Why the Creative Commons Attribution Non Commercial 4.0 License?
Any clue why they went with Creative Commons Attribution Non Commercial 4.0 License for this? It is based on the colbert-ir/colbertv2.0 which is MIT... A little bit annoying. I wonder when Jina AI will change this...
Has anyone found a good alternative, also capable of being Multilingual but with a better license?
@RichardDeetlefs i appreciate your interest in the model!
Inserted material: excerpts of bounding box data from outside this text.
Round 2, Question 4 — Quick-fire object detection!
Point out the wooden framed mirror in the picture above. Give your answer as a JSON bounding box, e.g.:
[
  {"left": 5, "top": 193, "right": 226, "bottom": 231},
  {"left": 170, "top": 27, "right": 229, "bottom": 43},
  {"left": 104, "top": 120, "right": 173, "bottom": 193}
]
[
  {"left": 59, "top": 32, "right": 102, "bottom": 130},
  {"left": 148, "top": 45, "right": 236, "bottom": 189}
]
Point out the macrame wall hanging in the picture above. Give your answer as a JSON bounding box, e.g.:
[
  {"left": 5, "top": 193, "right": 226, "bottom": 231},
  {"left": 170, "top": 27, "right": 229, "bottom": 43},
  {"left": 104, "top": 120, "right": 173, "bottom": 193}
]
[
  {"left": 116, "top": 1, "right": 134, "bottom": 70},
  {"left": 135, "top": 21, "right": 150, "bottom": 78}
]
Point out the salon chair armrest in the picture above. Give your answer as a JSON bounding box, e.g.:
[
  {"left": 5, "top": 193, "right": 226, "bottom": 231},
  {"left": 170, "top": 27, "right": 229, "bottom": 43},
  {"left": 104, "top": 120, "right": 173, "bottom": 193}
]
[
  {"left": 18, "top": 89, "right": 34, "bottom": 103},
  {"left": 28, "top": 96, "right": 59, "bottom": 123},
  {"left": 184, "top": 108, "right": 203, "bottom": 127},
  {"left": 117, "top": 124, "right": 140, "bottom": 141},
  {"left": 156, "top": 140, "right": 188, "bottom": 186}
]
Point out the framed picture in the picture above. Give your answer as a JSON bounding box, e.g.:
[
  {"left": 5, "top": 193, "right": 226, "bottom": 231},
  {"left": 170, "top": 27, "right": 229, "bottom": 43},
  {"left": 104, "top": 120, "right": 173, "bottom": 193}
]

the algorithm is colbert, while the model is trained from scratch at Jina. We license all of our model under cc-by-nc. For research and hobby projects this should not have any problem.
Thanks @bwang0911
I did notice that quite some of your (Jina AI) models are Apache License 2.0 and was surprised when I saw this one has cc-by-nc. I presume this will change once you guys have a newer model. I will wait till then
But anyway, you are clearly deep into the subject matter - do you have any alternative Multilingual Late Interaction Retriever Models with a better license to recommend?
@RichardDeetlefs not really, i believe all of our future models will be licensed under the same. To be honest, i doubt there is any late interaction model supports multilinguality. One called Colbert-xm, which is a multilingual late interaction model (while trained on English data).
if you are interested in using the model without worrying about license/hosting, maybe our API is a good choice as well (https://jina.ai/embeddings/).
link for colbert-xm: https://huggingface.co/antoinelouis/colbert-xm
@RichardDeetlefs it's because they want money